The Christmas Gospel
Chapter 5
The Christmas Gospel is not merely a historic event, but also constitutes a symbol for the terrestrial human being's cosmic fate
That this birth is a historic event for all beings that have deeper cosmic insight into life and existence does not mean nearly as much as the fact that the event in all its details is an expression of or is a picture of a universal event. It is this that is the gospel's mystery. The Christmas Gospel is thus for the one who has the ability to assess the event from a cosmic point of view not merely as a physical or historic occurrence or fact as regards the birth and mental structure of Jesus, but it also constitutes a revelation of or a symbol of every single terrestrial human being's cosmic fate. The fate of Jesus, as it turns out in the gospel, is the fate of all human beings. It is this double nature of this account that makes it a gospel. If the event did not have exactly such a form, the narrative could never have become anything other than, at most, an account of a physical event that once took place.
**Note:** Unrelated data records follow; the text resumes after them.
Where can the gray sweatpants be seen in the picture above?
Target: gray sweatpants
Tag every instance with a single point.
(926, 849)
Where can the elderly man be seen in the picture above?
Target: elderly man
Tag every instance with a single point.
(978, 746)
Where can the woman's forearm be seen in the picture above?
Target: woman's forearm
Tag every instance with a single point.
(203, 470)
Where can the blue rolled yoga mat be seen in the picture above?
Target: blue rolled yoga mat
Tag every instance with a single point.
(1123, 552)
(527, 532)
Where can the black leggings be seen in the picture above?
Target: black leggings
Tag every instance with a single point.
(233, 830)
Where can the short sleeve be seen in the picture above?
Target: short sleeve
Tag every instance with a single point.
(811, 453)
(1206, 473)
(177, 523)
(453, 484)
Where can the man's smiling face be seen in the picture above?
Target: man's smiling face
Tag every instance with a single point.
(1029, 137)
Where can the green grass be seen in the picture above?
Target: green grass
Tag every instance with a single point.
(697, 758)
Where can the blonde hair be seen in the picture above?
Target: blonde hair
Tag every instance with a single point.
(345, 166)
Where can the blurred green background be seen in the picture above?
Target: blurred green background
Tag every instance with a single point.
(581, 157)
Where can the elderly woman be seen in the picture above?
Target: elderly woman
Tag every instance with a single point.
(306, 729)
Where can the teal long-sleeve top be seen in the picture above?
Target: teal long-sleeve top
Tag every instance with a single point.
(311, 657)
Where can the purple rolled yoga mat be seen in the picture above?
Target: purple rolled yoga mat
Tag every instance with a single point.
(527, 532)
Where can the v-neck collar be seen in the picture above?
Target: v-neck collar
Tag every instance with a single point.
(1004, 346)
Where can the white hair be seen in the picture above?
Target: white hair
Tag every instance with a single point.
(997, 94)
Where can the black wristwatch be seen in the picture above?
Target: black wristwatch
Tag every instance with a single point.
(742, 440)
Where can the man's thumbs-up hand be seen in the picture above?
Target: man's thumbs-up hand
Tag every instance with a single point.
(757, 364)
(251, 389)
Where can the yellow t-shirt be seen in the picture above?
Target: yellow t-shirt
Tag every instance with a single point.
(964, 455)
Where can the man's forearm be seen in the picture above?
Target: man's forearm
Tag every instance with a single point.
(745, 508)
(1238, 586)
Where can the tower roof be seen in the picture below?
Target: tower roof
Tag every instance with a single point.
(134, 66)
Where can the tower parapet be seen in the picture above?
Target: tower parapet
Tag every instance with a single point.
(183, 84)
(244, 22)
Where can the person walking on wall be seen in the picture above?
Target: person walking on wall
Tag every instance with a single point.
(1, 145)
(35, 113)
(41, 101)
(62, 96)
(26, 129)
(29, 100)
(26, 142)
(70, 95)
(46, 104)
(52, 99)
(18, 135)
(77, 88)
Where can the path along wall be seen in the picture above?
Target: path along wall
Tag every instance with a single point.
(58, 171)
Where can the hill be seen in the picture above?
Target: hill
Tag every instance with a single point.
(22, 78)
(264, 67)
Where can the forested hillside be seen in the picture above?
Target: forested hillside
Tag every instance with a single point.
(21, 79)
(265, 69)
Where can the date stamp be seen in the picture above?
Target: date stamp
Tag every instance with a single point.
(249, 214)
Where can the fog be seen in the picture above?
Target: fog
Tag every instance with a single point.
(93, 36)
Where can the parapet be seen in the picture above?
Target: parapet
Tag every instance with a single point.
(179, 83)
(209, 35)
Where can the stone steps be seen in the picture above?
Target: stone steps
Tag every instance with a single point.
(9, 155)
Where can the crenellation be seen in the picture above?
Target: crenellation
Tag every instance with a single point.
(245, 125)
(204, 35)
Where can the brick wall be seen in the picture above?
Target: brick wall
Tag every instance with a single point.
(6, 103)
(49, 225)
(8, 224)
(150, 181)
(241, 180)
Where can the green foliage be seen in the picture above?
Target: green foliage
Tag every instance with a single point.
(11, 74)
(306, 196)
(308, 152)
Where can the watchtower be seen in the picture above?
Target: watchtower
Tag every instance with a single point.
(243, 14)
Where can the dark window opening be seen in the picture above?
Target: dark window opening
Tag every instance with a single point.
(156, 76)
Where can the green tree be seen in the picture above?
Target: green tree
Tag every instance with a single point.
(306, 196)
Terrestrial humanity would never have received any Christmas Gospel, but at most only some historical data that could be of archaeological interest, if it ever came to posterity at all.
      That which has made the Christmas Gospel immortal is therefore its identity with a universal principle. It is its being at one with the fate that, without exception, all terrestrial human beings constitute and must go through in order to become perfect human beings. Without this perfection there would never ever be "peace on earth". And the terrestrial human beings would in that way be shut out from experiencing the "good will" that is the Christmas Gospel's greatest promise.
      That which makes the Christmas event a gospel as it has been handed down is not, in the last instance, the actual physical birth of Jesus but on the contrary the fact that the said birth expresses the terrestrial human being's "cosmic birth". Thus one must here understand that every terrestrial human being is in itself, from a cosmic point of view, a "son of God" who at the moment is at the point of "being born". It is correct that this "birth" stretches across a whole terrestrial life, but this does not alter the principle. In the historical account of Jesus's birth it is expressed as a birth taking place in the most primitive conditions, indeed, in a stable where the little newborn child was laid in a manger. In the midst of the stench from the excrements and flatulence of the animals and more or less surrounded by darkness, filth and dust, the world's most perfect mentality was born. But did not this birth become an ingenious symbol or picture of the terrestrial human being's "cosmic birth"?